Livres hebdo, 9 décembre 2005, par Jean-Maurice de Montremy

Zamiatine endiablé

Verdier présente deux récits inédits du « snob flegmatique ». D’un modernisme intact.

Pour Trotski, Evgueni Zamiatine (1884-1937) tenait, dans les lettres russes, le rôle du « snob flegmatique ». Compliment paradoxal, qui cachait une menace. Fils et petit-fils de prêtres, bolchevik au temps du tsar, dissident dès 1919, admirateur précoce de Nietzsche et de Picasso, l’écrivain – l’un des plus célèbres dans l’Union soviétique des années 1920 – était aussi ingénieur en construction navale, ce qui l’avait conduit à séjourner en Angleterre pour superviser un chantier de brise-glaces. Il y avait cultivé son élégance et ses dehors pince-sans-rire, mais son imagination ravageuse et sa maîtrise formelle étaient bien d’un Russe du jeune XXe siècle.
S’adressant à Staline en 1931 pour obtenir le droit de s’exiler à Paris, Zamiatine se plaignait d’être traité comme un « diable des lettres soviétiques ». Depuis sa dénonciation fantasque de l’utopie totalitaire dans Nous autres (1920, disponible dans « L’imaginaire », Gallimard), sa situation était fragile : une souris littéraire (une de plus) dont s’amusait la griffe du chat Joseph.
Comme le remarque Jean-Baptiste Godon en préface à sa brillante traduction d’Au diable vauvert et d’Alatyr, une grande partie de son œuvre cessa d’être diffusée. Il fallut attendre la fin de l’URSS pour que viennent des rééditions et de nouvelles traductions, sans que l’on dispose pour autant d’une édition intégrale.
Le court roman Au diable vauvert (1914) et la nouvelle Alatyr (1915) étaient eux-mêmes jusqu’à présent inédits en français.
Au diable vauvert, c’est-à-dire du côté de nulle part. Nous sommes vers 1900, dans une garnison russe sur les rives de l’Asie, à proximité de ceux que les soldats désignent unanimement comme des « Shanghai ». Le général, les capitaines et le lieutenant y attendent Godot à la façon de clochards en uniforme, paillards et/ou mystiques. Zamiatine y raconte l’arrivée d’un petit nouveau : Andreï Ivanytch, « front large et vaste comme la steppe », doté d’un petit nez, « une trompette typiquement russe ». Et c’est parti ! Entrent en scène une série d’officiers et d’ordonnances réduits à un ou deux détails, comme une mécanique de fragments pris dans un prodigieux scherzo. Untel est un « samovar rutilant », l’autre « une tête chauve comme une pastèque », un autre encore » un bouquet de poings velus », etc.

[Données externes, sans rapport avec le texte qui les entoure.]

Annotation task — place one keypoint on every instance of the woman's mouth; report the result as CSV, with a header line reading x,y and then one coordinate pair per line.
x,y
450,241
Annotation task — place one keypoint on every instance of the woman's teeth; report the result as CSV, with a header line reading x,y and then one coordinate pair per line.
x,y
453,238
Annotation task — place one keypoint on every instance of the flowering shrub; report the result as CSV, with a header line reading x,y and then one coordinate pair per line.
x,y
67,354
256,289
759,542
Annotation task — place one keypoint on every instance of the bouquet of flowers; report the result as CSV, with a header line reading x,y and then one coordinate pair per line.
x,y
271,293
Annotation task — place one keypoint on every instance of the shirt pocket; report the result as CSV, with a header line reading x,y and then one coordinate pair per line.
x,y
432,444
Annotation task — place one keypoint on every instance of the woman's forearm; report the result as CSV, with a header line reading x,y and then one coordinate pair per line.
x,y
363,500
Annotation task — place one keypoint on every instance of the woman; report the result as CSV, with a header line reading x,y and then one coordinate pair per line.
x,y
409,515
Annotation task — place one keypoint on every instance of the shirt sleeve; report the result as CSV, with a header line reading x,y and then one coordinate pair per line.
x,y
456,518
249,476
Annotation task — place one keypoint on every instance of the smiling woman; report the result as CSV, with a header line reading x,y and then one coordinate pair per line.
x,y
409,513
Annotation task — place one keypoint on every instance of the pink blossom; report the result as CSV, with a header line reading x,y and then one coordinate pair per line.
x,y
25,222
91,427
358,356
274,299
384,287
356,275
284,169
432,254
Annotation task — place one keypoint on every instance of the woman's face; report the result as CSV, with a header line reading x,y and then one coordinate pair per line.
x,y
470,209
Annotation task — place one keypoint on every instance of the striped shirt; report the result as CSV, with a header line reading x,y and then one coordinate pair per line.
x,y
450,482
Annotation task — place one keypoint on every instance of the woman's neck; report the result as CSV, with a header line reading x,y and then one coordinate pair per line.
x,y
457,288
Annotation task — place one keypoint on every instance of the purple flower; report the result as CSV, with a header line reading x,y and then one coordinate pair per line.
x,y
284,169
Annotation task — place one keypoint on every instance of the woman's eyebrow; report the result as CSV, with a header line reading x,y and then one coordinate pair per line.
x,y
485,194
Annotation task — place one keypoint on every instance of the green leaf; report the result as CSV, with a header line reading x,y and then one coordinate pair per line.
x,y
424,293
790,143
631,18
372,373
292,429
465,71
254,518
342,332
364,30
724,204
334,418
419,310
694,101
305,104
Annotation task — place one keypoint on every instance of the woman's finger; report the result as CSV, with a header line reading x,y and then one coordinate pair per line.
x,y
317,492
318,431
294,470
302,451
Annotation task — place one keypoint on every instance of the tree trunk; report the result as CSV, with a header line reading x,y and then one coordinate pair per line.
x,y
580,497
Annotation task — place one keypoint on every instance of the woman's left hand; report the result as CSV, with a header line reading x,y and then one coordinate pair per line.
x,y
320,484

Cette danse nerveuse et burlesque, d’une impeccable précision, cache pourtant un meurtre d’âme. Andreï Ivanytch, le petit nouveau, doit devenir comme tout le monde, c’est-à-dire saoul, déçu, bafouant ses principes, réduit à un avenir borné. Et il le deviendra. Ce viol spirituel s’opère sous la houlette du général (un « batracien ») très occupé à cuisiner, faire des blagues graveleuses et suborner les épouses de ses officiers – lesquels ne sont pas en reste, les cocufiages réciproques semblant leur unique occupation. Cela se paye au prix de ceux qui veulent garder, comme Andreï Ivanytch – ou comme Zamiatine – un certain flegme, du style et même des sentiments profonds.

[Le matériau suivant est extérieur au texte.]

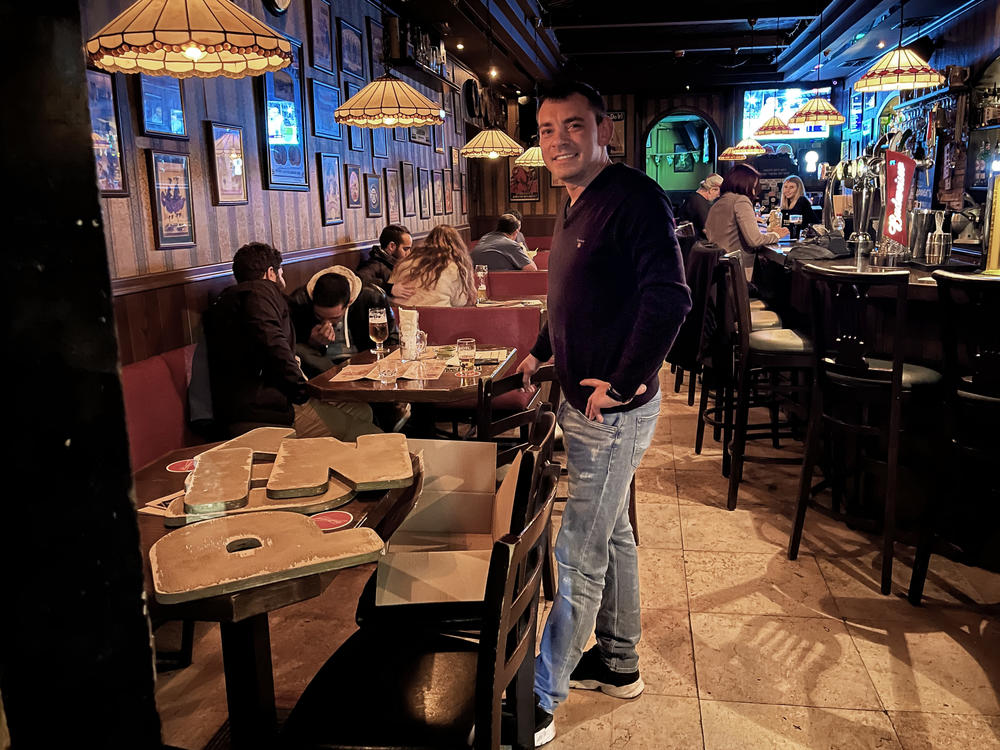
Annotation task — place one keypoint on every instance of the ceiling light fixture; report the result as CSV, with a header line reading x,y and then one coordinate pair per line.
x,y
899,69
184,38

Ce morceau de virtuosité pourrait n’être qu’une farce. Il s’affirme pourtant d’une grande poésie, voire d’une extrême délicatesse (l’un des personnages féminins est bouleversant). Zamiatine, loin de toute méchanceté, y fait preuve d’une profonde compassion, jusque dans les passages les plus cruels ou les plus hilarants. Ce qui lui valut la censure et la relégation.
Le ton change avec Alatyr, plus proche du conte et de la fable. Le récit campe là encore une province russe imaginaire. Ici, le prince décide de mobiliser tout son petit monde pour l’apprentissage de l’espéranto, tandis qu’un poète en mal de théologie rêve de « l’intrinsèque féminité de Dieu »
Ces deux textes n’ont pas pris une ride. Derrière l’usage époustouflant de tous les registres et de toutes les possibilités du langage, on y découvre un Zamiatine songeur s’interrogeant sur la « divine désinvolture » avec laquelle semble avoir été créée l’humanité.